Software and computing: How far we've come in a very short time

File:Computer-aj aj ashton 01.svgWhen I was in graduate school in the early 1990s, DEC and SGI Unix workstations were the hottest things around. We programmed in Fortran 77 mostly, and occasionally in Matlab® and Macsyma. As I recall, the different machines had up to a few 100 megabytes of RAM and processor speeds up to a few hundred MHz. I had grown up programming some of the first personal computers, which were very modest by comparison, and using these computers made me feel as if almost anything could be achieved computationally. Such machines cost well over $10K and the operating systems were proprietary, licensed, and expensive -- as were most of the useful applications.

Today, fast, high capacity, multi-core Linux machines are cheap. They can run Fortran and other traditional languages such as C, which are now available for free, as well as new open source packages like R and the Python language. Many of these packages are highly developed and are continuously under expansion and refinement. Libraries exist for nearly any conceivable computational problem. There are even open source analogues of Matlab® (Octave) and Macsyma (Maxima).

Very advanced methods of computation are now widely available for low cost. A major reason this has happened has been the open source software movement, the ideas of which extend now to making data and research codes used in published studies available for others to use. 25 years ago, when beginning research on a new problem, one commonly had to write new code from scratch. Today, one can turn to blogs or GitHub to look for codes that can be adapted for the problem at hand, radically shortening the code development, testing, and validation cycle. Recent work emphasizing the reproducibility and transparency of computational science promises to extend such progress farther still.

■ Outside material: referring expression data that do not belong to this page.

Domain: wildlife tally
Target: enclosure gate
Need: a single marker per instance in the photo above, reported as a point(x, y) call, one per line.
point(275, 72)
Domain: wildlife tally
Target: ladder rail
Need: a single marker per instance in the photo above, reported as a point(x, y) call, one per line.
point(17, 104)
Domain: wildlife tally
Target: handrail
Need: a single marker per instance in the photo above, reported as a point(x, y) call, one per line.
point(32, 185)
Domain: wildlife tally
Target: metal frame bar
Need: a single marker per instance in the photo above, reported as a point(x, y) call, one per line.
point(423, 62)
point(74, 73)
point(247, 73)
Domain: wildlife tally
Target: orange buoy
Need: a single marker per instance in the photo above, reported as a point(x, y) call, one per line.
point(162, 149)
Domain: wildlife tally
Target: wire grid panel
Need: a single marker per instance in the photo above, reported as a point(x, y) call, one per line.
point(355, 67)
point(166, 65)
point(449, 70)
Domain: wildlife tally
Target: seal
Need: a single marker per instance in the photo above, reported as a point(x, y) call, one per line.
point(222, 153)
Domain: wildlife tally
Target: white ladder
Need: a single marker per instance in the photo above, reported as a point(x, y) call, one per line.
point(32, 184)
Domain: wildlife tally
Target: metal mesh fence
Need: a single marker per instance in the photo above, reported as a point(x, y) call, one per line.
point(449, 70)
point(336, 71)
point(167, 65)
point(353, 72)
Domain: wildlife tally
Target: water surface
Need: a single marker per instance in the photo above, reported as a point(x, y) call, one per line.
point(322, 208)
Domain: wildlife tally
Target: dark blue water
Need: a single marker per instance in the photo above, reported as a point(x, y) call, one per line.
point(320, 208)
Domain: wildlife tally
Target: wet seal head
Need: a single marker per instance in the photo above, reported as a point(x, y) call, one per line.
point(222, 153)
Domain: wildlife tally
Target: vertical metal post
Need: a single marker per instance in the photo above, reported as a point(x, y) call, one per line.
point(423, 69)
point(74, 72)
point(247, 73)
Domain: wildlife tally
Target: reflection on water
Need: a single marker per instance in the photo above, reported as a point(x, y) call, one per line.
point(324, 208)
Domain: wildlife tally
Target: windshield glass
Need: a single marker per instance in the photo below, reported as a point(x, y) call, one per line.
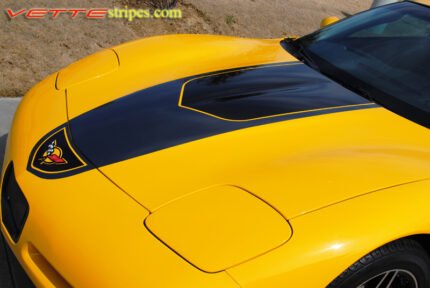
point(382, 54)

Such developments allow applications and methods to be shared and applied very broadly and across research fields. It's not uncommon for methods and codes developed for engineering, physics, and finance, for example, to be applied to problems in biology, medicine, and public health. Instead of writing code to translate abstract or unfamiliar equations into a local implementation, one often only has to install a library or find and download code (e.g., from GitHub or an online open source journal), possibly revise, and then apply to data. More time can be spent on thinking and communicating science, instead of coding and computing.

With these advances come dangers as well, but these dangers are manageable. For example, undetected bugs in codes can quickly threaten the integrity of results across multiple fields -- a frightening proposition. Similarly, it is also possible to use methods and codes in ways that are theoretically incorrect or unjustified if one doesn't understand the basis and limitations of those methods and codes. Such dangers are nothing new in science, and highlight the importance of working with others who are expert in new methods.

Current trends will only increase the computational capabilities available. It's an exciting time to work in mathematical and computational methods in biomedical science.